Budi menatap Jaya dengan mata yang kosong. “Dosa saya tidak cukup besar untuk masuk neraka, tetapi saya tidak merasa layak untuk masuk surga. Saya merasa... saya tidak pantas untuk pergi ke mana pun.”

Jaya merasa bahwa jawaban Budi bukan hanya jawaban dari seorang arwah yang bingung, tetapi juga mencerminkan sesuatu yang jauh lebih dalam. Apa yang membuat seseorang merasa tidak layak untuk mendapatkan kedamaian? Apa yang membuat seseorang terjebak dalam keraguan, bahkan setelah mati?

“Saya tidak tahu bagaimana menjelaskan ini,” lanjut Budi, “Tapi saya merasa seolah-olah saya meninggalkan sesuatu. Sesuatu yang harus saya selesaikan. Sebuah penyesalan.”

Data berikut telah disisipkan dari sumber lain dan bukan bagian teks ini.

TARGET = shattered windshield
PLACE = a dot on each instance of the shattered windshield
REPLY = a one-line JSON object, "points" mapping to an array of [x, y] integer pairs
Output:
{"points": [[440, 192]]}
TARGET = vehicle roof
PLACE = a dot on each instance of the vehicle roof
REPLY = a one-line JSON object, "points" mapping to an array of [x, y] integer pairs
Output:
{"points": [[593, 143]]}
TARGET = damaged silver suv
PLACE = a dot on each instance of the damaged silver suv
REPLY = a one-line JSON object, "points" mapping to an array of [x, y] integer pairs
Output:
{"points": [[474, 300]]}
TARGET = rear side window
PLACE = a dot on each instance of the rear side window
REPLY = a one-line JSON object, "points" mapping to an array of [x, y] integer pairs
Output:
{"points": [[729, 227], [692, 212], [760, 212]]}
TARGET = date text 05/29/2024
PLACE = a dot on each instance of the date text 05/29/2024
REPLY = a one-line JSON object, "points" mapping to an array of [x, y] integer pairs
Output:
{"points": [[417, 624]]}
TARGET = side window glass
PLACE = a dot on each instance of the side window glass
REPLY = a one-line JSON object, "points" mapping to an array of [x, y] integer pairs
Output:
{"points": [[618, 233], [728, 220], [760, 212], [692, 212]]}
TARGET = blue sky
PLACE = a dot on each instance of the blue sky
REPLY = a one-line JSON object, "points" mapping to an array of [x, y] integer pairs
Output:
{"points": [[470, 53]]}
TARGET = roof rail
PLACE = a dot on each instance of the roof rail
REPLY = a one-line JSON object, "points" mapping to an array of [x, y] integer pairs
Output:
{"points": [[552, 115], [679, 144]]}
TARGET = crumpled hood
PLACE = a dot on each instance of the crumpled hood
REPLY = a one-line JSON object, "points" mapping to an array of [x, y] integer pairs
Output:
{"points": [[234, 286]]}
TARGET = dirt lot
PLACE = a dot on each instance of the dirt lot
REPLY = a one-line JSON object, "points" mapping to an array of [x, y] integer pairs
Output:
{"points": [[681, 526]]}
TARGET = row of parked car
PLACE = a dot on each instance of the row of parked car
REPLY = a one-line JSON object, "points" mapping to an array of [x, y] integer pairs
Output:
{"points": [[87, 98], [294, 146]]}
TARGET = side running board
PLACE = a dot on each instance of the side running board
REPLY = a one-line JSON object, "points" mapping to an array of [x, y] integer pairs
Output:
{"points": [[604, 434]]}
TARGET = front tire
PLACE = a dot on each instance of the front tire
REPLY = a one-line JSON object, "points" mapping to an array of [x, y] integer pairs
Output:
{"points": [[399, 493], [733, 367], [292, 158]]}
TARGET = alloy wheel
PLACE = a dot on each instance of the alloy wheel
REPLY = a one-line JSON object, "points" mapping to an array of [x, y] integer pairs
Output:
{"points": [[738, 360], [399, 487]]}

Jaya duduk lebih dekat dan mulai mencoba membaca ekspresi wajah Budi. Tidak ada jejak kebahagiaan, hanya keraguan dan penderitaan yang begitu mendalam. Jaya merasa seolah-olah ia sedang berbicara dengan bayangannya sendiri, seperti mendengar suara yang keluar dari kedalaman hatinya sendiri yang selama ini ia coba hindari.

"Apa yang harus saya lakukan?" tanya Jaya, meskipun ia merasa bingung. Ia tidak tahu bagaimana membantu seseorang yang bahkan dirinya sendiri tidak bisa dibantu.

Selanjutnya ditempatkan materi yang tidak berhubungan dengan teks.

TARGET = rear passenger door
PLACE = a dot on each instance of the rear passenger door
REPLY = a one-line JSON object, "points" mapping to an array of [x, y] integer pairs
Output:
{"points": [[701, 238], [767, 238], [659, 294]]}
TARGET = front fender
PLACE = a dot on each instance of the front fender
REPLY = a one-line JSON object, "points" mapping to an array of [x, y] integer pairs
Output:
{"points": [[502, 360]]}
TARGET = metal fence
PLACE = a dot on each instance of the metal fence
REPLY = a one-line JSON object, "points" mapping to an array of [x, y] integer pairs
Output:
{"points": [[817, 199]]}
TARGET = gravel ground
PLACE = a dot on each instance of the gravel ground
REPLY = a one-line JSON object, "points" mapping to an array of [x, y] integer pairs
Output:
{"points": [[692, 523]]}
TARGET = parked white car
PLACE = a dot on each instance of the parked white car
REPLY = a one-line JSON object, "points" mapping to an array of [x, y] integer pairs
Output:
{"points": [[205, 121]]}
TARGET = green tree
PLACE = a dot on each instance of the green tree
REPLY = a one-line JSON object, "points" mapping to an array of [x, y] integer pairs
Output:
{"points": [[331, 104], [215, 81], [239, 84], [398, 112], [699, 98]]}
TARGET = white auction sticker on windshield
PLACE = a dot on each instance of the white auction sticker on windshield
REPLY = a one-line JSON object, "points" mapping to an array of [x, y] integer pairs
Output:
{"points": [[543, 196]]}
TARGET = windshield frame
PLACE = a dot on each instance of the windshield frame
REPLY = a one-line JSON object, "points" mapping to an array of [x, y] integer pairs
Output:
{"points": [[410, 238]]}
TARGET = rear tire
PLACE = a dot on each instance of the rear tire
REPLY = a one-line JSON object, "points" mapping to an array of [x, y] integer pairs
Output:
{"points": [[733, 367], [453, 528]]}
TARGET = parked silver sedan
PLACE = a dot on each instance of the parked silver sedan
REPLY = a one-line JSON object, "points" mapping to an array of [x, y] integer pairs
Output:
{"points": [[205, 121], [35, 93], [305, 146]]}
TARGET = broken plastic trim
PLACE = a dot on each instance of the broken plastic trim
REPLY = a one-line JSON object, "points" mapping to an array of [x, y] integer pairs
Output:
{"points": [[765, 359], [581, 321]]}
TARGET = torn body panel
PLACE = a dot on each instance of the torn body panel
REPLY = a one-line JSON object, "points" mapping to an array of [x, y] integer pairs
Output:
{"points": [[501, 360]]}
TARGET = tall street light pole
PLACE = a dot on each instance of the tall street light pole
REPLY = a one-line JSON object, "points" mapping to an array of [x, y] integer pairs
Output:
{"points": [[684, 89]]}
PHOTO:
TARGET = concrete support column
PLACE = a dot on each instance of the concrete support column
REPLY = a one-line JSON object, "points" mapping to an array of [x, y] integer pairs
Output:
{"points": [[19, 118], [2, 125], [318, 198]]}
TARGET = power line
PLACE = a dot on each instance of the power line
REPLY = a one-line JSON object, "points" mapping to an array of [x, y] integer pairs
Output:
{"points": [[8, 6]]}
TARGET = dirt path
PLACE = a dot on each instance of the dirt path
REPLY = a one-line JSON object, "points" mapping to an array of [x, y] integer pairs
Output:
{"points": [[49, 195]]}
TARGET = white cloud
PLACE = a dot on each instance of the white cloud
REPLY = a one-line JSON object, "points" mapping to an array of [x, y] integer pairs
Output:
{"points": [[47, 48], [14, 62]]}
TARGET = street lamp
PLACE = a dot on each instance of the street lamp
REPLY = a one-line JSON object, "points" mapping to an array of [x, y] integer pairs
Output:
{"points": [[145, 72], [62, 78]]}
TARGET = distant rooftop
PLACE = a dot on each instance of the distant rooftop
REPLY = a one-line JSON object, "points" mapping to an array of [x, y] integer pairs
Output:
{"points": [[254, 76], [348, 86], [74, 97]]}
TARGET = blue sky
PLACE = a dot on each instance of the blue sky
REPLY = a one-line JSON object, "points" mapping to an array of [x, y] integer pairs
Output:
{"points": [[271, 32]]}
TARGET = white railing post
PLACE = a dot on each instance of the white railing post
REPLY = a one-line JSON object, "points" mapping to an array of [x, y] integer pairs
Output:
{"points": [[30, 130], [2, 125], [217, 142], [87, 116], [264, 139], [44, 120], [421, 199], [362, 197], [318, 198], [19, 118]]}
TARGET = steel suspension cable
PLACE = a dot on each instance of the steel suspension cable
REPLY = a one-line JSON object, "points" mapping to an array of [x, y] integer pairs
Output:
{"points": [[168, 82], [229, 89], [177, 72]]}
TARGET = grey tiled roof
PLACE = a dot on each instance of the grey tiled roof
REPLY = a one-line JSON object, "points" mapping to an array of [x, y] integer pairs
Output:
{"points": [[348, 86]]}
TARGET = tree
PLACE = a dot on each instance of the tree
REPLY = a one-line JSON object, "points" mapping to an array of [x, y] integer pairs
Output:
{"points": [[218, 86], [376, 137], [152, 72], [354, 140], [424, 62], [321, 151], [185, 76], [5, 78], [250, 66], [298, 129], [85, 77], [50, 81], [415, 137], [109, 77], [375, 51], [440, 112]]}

Budi menunduk, seakan-akan ia mencari jawaban dalam pikirannya yang kabur. “Coba kau cari tahu dulu, apakah kau bisa menemukan jawaban. Sebelum kita bisa pergi, kita harus tahu apa yang kita tinggalkan.”

Tanpa sadar, Jaya menarik napas panjang. Kata-kata Budi itu seperti memantulkan suara dalam pikirannya. "Apa yang kita tinggalkan..." Ia merasa seolah sebuah pintu terbuka di dalam dirinya—pintu yang selama ini terkunci rapat.

Jaya tidak bisa menjawab. Hanya ada kesunyian yang mengelilinginya. Ia merasa bingung dan semakin terperangkap dalam tugas yang diberikan kepadanya. Tugas yang bukan hanya sekadar membantu arwah menemukan jalan keluar, tetapi juga untuk menemukan bagian dari dirinya yang selama ini tersembunyi di balik dinding ketidakpastian.

Budi berdiri dengan langkah gontai, memandang Jaya dengan tatapan yang penuh makna. “Kau akan menemukan jalanmu, Jaya. Tapi, kau juga harus siap menghadapi dirimu sendiri.”